Historias viejas del barrio antiguo
Luis Fernando González

Historias viejas del barrio antiguo

Panorámica del Convento y la iglesia de San Benito. Alberto Palacio, 1960.


Desde los tiempos de la Colonia fue clave para la naciente villa la calle que desde mediados del siglo XIX se conoció como Boyacá. Cuando en el Sitio de Aná fue erigida en 1675 la Villa de Nuestra Señora de la Candelaria, y antes de que el alarife Agustín Patiño hiciera el trazado de la plaza y de las ocho cuadras aledañas que servirían de marco a la villa, ya existía el camino que comunicaba la capital de Antioquia –Santa Fe de Antioquia– con los llanos de La Mosca y San Nicolás, al oriente, los cuales se fueron poblando con la apertura de una frontera minera –de oro y de sal–, agrícola y ganadera, hasta conformar un vecindario de tal importancia que en 1670 se levantó una capilla consagrada a San Nicolás el Magno. Este camino, anterior incluso a la llegada de los españoles, pues era utilizado por las poblaciones indígenas del río Cauca, seguramente fue determinante para la ubicación del Sitio de Aná y para el posterior trazo del incipiente y limitado damero de la estructura urbana de la Villa; además, le dio la alineación oriente-occidente a la trama, junto con los límites naturales y los linderos previamente establecidos por los propietarios de los terrenos, los cuales fueron respetados, y la sencilla ruta se convirtió en la Calle Real.
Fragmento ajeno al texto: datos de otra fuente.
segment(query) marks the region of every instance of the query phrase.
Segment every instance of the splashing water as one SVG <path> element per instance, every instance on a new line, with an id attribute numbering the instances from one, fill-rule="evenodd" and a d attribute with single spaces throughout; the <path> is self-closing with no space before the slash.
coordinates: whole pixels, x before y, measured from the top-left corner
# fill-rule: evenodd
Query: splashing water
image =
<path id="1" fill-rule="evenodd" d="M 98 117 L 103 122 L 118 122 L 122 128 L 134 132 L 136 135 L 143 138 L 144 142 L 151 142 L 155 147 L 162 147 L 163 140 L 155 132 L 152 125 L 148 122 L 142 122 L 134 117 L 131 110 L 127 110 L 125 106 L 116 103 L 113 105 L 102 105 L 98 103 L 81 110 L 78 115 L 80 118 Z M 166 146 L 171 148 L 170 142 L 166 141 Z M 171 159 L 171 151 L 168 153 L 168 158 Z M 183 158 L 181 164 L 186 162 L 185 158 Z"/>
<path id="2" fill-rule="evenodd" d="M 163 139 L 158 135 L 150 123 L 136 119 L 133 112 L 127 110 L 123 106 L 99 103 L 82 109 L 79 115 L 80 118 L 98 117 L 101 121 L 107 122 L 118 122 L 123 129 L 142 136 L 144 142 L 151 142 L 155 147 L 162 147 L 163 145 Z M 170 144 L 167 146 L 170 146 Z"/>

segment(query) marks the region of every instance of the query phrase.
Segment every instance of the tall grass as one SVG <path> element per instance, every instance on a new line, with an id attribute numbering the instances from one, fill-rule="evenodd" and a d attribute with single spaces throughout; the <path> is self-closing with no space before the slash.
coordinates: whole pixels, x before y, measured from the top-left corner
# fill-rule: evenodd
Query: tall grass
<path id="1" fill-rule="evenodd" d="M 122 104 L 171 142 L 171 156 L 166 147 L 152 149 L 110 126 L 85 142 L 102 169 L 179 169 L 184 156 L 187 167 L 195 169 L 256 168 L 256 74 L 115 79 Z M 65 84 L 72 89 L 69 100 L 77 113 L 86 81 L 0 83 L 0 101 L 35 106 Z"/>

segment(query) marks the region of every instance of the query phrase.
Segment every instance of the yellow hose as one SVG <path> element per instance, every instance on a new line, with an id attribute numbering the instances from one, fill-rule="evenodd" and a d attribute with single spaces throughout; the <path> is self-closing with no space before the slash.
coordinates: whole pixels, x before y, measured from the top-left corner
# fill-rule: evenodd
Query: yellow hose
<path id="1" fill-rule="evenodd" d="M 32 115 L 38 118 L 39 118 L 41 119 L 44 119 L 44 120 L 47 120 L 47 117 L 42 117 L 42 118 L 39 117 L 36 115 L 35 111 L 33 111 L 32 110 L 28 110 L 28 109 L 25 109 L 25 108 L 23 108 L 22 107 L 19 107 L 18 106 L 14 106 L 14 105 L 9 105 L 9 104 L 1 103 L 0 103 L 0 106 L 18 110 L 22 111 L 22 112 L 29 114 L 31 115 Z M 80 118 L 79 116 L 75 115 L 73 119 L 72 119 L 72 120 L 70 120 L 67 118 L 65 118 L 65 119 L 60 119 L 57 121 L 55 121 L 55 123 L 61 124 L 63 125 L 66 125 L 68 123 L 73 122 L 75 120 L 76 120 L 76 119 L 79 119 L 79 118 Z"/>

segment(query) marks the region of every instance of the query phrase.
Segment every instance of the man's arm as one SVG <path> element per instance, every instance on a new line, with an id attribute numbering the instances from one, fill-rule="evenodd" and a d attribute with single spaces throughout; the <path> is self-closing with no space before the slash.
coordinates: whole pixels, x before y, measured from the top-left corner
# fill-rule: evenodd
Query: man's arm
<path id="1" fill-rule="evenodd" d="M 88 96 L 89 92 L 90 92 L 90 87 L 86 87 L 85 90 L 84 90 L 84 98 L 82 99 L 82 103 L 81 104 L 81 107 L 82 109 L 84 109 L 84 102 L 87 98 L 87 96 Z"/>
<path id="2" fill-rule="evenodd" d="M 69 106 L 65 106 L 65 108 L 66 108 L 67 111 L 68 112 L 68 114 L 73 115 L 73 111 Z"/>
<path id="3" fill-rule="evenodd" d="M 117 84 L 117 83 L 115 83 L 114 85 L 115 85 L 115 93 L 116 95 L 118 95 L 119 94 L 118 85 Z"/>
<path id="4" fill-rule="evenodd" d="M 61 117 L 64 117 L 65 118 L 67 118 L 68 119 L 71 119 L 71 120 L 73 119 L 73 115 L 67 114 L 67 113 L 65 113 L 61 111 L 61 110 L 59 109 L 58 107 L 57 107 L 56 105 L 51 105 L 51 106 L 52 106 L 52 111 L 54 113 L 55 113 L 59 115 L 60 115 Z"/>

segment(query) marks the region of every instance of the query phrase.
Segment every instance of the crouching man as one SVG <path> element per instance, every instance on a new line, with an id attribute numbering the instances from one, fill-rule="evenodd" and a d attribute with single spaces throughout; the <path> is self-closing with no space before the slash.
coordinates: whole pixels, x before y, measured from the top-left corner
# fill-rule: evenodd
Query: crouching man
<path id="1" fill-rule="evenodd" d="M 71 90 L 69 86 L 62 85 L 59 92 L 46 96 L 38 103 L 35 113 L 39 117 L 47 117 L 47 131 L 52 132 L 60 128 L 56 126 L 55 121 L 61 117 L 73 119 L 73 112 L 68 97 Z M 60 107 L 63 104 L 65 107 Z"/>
Hay que tener en cuenta que para entrar o salir de la villa era necesario vadear el río Aburrá –o Medellín–, pues no existía ningún puente, lo que se hacía por un vado del río que durante mucho tiempo se denominó como “Paso Real”. En la parte oriental del río había una gran barranca que prácticamente era la puerta de la Villa, un sitio estratégico por el acceso y por no ser lugar de inundación; además, contrario a lo que sucedía con zonas aledañas, resultaba apto para ser habitado. Esto permitió que en 1678, apenas tres años después de la erección de la villa, se construyera una primera capilla por iniciativa de la señora María Paladines de la Fuente, en un solar que había pertenecido al señor Marco López de Restrepo (Mesa, 1925). Esta capilla a San Benito no debió ser una obra de gran importancia, y al parecer era usada por la Cofradía de la Merced, pero se convirtió en un factor fundamental para aglutinar a la población en la parte occidental, por fuera del marco inicial de la villa, en un sector que empezó a ser reconocido como el barrio San Benito.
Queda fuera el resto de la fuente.